Вам много чего не хватает ... А если не знаете, спали бы лучше ... Или тут почитали: http://vrncoder.ath.cx/forum/viewtopic.php?t=455 ...

[Pengvin]

Цитата:

Сообщение от Alex Xaker

Когда чел юзает прокси ему выдаётся IP, входящий в список локальных, но при этом трафик идёт (!!!) как за внешний

это вам точно известно или это ваши домыслы? интернет трафик считается только для того кто использует прокси, потому что он обращается к 80.82.32.27, если айпишник выдается из диапазона локальных, то вы будете грубо говоря отправлять пакеты на локальный айпишник. С другой стороны ВСИ могли расширить диапазон для прокси сервера, но на официальном сайте это не отражено. Вобщем попробуйте поставить 4ое правило сверху в пакетнике и попросите кого-нибудь из друзей через прокси сервер зайти на ваш сайт, при этом его IP не должен быть 80.82.32.27. Если его не пустит значит это интернет трафик.

[GoR2]

http://isp.vsi.ru/support/traffic_classes.html - вот список адресов, на то что прокси делает запросы и с других адресов не обращайте внимания, траф всё равно будет локальный

[Ганзурик]

Цитата:

Сообщение от Alex Xaker

Помогите разрешить следующую проблему: как ограничить доступ к ресурсу только пользователями домолинка, причем ГЛАВНОЕ теми пользователями, которые не используют прокси, а всех юзеров с прокси блокировать ??? Проблема гораздо серьезнее, чем кажется на первый взгляд ...
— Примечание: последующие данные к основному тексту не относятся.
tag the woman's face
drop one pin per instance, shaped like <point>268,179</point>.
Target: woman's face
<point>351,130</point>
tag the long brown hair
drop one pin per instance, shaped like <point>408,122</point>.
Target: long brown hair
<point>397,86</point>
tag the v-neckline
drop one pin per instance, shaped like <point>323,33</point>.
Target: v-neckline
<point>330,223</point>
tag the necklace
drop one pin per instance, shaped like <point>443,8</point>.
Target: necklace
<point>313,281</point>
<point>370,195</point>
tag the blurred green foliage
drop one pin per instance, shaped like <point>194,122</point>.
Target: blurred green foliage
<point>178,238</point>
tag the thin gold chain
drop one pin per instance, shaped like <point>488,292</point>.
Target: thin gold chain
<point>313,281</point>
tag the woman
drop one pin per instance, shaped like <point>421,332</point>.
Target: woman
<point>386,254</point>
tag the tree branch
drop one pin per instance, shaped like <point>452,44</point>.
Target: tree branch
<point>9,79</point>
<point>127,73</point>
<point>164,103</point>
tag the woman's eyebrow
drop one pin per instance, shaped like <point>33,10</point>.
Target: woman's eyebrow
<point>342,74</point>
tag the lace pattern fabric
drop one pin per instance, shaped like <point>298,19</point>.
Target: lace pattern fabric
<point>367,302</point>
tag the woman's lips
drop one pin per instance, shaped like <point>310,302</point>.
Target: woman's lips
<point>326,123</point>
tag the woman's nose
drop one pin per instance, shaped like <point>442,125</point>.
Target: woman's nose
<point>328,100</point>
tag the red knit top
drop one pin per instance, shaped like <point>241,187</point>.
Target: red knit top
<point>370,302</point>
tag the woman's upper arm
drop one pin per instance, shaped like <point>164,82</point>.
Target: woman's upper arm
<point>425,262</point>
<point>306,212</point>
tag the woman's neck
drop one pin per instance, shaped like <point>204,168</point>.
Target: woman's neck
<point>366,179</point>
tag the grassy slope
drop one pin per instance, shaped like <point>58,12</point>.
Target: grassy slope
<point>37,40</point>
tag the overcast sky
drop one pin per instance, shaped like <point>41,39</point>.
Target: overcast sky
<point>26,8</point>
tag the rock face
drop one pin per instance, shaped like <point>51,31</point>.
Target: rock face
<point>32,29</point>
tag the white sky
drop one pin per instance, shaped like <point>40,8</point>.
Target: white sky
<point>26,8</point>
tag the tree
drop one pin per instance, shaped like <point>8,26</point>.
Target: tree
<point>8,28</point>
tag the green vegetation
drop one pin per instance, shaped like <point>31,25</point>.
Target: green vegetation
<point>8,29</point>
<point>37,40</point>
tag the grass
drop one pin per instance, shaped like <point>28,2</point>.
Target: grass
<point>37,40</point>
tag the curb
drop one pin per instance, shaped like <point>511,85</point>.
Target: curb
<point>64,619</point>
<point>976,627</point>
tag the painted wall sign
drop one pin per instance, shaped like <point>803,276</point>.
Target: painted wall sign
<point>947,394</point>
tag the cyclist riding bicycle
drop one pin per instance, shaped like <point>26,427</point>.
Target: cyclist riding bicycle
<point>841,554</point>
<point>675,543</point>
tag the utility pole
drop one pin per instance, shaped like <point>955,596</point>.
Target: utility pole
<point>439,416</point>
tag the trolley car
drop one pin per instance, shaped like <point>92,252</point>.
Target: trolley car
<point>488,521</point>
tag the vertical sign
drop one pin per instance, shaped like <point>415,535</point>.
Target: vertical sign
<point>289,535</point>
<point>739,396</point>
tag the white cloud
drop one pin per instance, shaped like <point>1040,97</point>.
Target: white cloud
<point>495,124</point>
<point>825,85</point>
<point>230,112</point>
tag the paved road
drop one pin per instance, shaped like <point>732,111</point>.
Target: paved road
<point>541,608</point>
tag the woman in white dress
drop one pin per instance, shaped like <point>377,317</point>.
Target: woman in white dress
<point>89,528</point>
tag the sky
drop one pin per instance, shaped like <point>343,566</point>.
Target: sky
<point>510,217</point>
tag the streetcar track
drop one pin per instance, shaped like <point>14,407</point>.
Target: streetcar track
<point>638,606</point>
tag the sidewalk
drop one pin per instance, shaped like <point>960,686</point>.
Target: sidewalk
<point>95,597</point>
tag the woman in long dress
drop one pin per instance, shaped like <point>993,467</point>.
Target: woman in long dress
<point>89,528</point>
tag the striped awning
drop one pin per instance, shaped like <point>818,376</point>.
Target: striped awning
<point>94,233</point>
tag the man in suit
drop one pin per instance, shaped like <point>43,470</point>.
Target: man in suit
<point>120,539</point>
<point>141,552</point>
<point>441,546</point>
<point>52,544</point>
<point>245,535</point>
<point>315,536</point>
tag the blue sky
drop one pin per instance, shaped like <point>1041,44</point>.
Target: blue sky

Какой ты нах хакер, если для тебя элементарная настройка фаерволла кажется серьезной проблемой?
Весь трафик с прокси блокируется правилом iptables -A INPUT -p TCP -s 80.82.32.0/24 --dport 80 -j DROP

[GoR2]

80.82.32.0/24

ага давай забаним торренты, DNS и тд

[Ганзурик]

GoR2, кури маны по iptables Блокируются только соединения на 80-й порт, а не все пакеты с этих адресов! А обычные юзеры на том диапозоне не сидят.
Хоть платным и является только .27, ничего страшного не произойдет, если всех с прокси блокировать. Вдруг человек по ошибке через прокси зашел.

[Pengvin]

Цитата:

Сообщение от GoR2

80.82.32.0/24

ага давай забаним торренты, DNS и тд

а днски по UDР по умолчанию вроде как работают, а в выше указанном правиле блокируется только tcp трафик

[Ганзурик]

Pengvin, Опция "--dport 80" обозначает, что блокируются только пакеты, входящие на 80-й порт, а остальное нас не волнует. Мы же не хотим сами себе отрубать доступ к прокси?

[Ono]

жесть =)))))

[Part!zan]

Согласно этой теме http://isp.vsi.ru/forum/viewtopic.php?t=3321 блокировать нужно только .27. А то, что через прокси приходят с .23 и .26 - типа для удобства пользователей, чтобы забывшие выключить проксю могли ходить по внутренним ресурсам и не генерить при этом внешний трафик. Я так понял.

[Ганзурик]

Part!zan, не совсем. Пользователь прописывает в браузере адрес cache.vsi.ru, который соответствует ip 80.82.32.27, который в свою очередь является исключением из бесплатного диапозона и будет платным для пользователя. А для владельца веб-сервера трафик будет бесплатным, так как обращение происходит с ip 80.82.32.23 или 80.82.32.26 (а может и еще какие). Т.е., владелец сайта не должен волноваться, что какой-нибудь невнимательный юзер зальет ему гиг через прокси, это будет проблема пользователя. По-крайней мере, я так понял.

[mikе]

При использовании прокси, запросы приходят от 80.82.32.23 (только что проверил). Этот IP входит в список бесплатных и не входит в список исключений, так что паника необоснованна.

[Коварный план]

Цитата:

Сообщение от mikе

При использовании прокси, запросы приходят от 80.82.32.23 (только что проверил). Этот IP входит в список бесплатных и не входит в список исключений, так что паника необоснованна.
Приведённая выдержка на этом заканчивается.